Perhaps this idea of a unified religious body is easy for me to conceive of, having been brought up in a tradition which understood the Church — capital C — to be the “Body of Christ.” All salvation doctrine aside, this concept of a unified body of believers was empowering, and created a sense of deep, spiritual belonging.
I think there is a Pagan analog, perhaps conceiving of ourselves as the “Body of the Mother,” or the “Children of Earth” (feel free to offer up any phrases in the comments that you think might be clearer, or more appropriate to Pagans).
We are less a “body of believers” than we are a “body of practitioners,” and in the case of ADF — a Pagan tradition which already emphasizes unity through practice — we have good cause to embrace this idea of a unified religious body.

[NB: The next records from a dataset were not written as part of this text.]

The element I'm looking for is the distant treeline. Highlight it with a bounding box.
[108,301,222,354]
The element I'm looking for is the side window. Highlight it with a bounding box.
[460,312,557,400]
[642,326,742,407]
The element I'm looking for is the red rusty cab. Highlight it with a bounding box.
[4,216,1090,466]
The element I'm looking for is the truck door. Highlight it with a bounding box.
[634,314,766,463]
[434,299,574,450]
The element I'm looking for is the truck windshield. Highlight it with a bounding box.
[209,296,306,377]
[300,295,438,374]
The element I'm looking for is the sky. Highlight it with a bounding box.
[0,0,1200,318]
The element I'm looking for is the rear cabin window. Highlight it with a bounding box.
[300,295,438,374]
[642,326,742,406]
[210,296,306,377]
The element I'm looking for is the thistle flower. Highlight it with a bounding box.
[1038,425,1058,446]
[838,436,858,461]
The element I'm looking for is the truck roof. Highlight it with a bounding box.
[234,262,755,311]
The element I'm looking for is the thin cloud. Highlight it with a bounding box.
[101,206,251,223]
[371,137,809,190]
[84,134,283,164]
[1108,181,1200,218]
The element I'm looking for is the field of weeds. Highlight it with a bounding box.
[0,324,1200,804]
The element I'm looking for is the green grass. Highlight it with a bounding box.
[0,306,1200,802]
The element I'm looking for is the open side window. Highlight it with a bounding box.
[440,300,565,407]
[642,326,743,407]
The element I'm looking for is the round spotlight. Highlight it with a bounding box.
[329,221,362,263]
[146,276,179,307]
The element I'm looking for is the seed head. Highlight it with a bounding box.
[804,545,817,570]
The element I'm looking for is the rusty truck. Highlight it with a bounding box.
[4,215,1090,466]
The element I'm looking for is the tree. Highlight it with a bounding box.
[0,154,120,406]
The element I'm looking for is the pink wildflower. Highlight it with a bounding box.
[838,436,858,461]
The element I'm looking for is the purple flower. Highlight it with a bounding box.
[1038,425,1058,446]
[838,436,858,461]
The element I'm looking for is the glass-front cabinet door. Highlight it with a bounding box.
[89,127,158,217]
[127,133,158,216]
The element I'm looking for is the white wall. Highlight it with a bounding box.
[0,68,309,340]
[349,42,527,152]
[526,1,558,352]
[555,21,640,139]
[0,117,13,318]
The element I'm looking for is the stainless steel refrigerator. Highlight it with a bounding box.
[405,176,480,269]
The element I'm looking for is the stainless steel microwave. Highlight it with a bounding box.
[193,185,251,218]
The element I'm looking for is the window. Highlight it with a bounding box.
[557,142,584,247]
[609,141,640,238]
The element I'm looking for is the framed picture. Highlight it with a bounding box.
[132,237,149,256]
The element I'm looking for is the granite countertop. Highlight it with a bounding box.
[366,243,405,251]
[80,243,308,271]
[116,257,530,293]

See — I think Solitaries are the glue which holds a religion together. They (we) are not the cast-offs who simply can’t make it to the party. We are our own party.
We are, through the nature of our solitary circumstance, sometimes better equipped to engage in deep contemplation about the ambiguities, the paradoxes, and subtext which often goes unnoticed in group settings. In silence and solitude we hone our skills at cultivating the “divine fire within,” we uncover the language of the trees, and we connect in an intimate, personal way to the Earth Mother.
We have that available to us, that is.
I asked on Facebook, “Do you consider yourself a ‘Solitary Practitioner’ of a Pagan tradition?”:
There are a good number of people who are practicing their religious traditions alone, or mostly alone, and I think those of us who find ourselves in that position might do well to start exploring ways in which we can become united with one another in our solitude. That’s the work I’m busy crafting right now, and I’m at a point in the process where I could use some feedback from you.
Do you consider yourself a Solitary? If so, have you ever felt a sense of unity with other Solitaries? If you are an ADF member, what has been your experience of our community’s service to solitaries? Where have we succeeded, and were could our perspective use a little adjustment?